Exercises — Network Flows
Chapter 11 · Fully solved exercises on max-flow, min-cut, and Ford-Fulkerson
Exercise 1: Ford-Fulkerson Trace
Problem. Find the maximum flow in the network below using Ford-Fulkerson with BFS augmenting paths (Edmonds-Karp):
- Nodes: \(s, a, b, t\)
- Arcs and capacities: \(s \to a: 3\), \(s \to b: 4\), \(a \to b: 2\), \(a \to t: 2\), \(b \to t: 3\)
Solution. All flows are initially \(0\). We trace each BFS augmentation.
Augmentation 1. BFS from \(s\) finds the shortest path \(s \to a \to t\). Bottleneck \(= \min(3, 2) = 2\). Send 2 units.

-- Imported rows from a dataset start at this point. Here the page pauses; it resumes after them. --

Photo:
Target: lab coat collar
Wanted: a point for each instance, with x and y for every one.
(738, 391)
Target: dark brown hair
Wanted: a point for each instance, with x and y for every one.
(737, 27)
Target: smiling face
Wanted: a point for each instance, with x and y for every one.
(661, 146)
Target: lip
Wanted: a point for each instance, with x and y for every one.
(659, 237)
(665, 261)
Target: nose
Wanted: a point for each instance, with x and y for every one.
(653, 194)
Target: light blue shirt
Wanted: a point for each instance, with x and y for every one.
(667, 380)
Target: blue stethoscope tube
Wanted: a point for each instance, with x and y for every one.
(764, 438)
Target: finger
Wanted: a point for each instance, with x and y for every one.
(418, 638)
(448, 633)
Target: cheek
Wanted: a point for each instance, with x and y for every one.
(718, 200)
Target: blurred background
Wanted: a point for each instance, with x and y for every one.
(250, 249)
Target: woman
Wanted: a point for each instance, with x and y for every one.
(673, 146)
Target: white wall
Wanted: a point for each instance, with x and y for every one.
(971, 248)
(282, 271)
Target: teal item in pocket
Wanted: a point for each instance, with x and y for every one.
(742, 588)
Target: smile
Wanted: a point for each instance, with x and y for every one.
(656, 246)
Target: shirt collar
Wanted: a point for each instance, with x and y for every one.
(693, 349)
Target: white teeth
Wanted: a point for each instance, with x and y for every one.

Cumulative flow value \(= 2\).
\[ f(s \to a) = 2, \quad f(a \to t) = 2. \]
Augmentation 2. Arc \(a \to t\) is now saturated. BFS finds \(s \to a \to b \to t\). Residual capacities: \(s \to a: 3-2=1\), \(a \to b: 2\), \(b \to t: 3\). Bottleneck \(= \min(1, 2, 3) = 1\). Send 1 unit. Cumulative flow value \(= 3\).
\[ f(s \to a) = 3 \ (\text{sat.}), \quad f(a \to b) = 1, \quad f(b \to t) = 1. \]
Augmentation 3. Arc \(s \to a\) is saturated. BFS finds \(s \to b \to t\). Residual capacities: \(s \to b: 4\), \(b \to t: 3-1=2\). Bottleneck \(= \min(4, 2) = 2\). Send 2 units. Cumulative flow value \(= 5\).
\[ f(s \to b) = 2, \quad f(b \to t) = 3 \ (\text{sat.}). \]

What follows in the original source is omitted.